FIG. 12 shows a flowchart for determining whether or not to carry out the measurement with the scattering photometer 15 first and then switch to the absorption photometer 14 to perform the re-examination in Example 6. 12 is a flowchart in which a process for determining whether to calculate a concentration factor to be used at a certain time is added. Example 6 is No. 1 in FIG. This is the re-examination flow of No. 1.

First, referring to the measurement request information and analysis parameter information (FIG. 10) input from the input unit 31, if the analysis request method is “scattering analysis”, the control unit 17 and the measurement unit 18 control the computer 20. Based on a command signal from the scattering photometer 15, first, measurement using the scattering photometer 15 is performed using a stock reagent suitable for measurement with the scattering photometer (step S401).

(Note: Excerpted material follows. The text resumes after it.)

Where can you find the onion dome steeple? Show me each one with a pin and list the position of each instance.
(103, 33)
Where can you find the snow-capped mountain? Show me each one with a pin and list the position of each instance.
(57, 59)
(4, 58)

In step S401, the control unit 17 causes the reagent dispensing mechanism 12 to dispense the stock reagent 5 into the reaction container 9, and the measurement unit 18 stores measurement data by the scattering photometer 15 in the data storage unit 21.

After the analysis is completed, the analysis unit 22 analyzes the measurement data, and the automatic retest determination unit 23 compares the measurement results with the scattering analysis quantitative range on the analysis parameters and determines that the sample concentration is higher than the upper limit of the scattering quantitative range. It is determined whether or not (step S402).

When it is determined that the measurement result is within the quantitative range of scattering analysis, the process proceeds to step S407, the result is output and displayed on the output unit 32 (step S407), and the process is completed.

On the other hand, if it is determined that the measurement result exceeds the upper limit of the quantitative range of scattering analysis, the process advances to step S403 for re-examination using the spectrophotometer 14.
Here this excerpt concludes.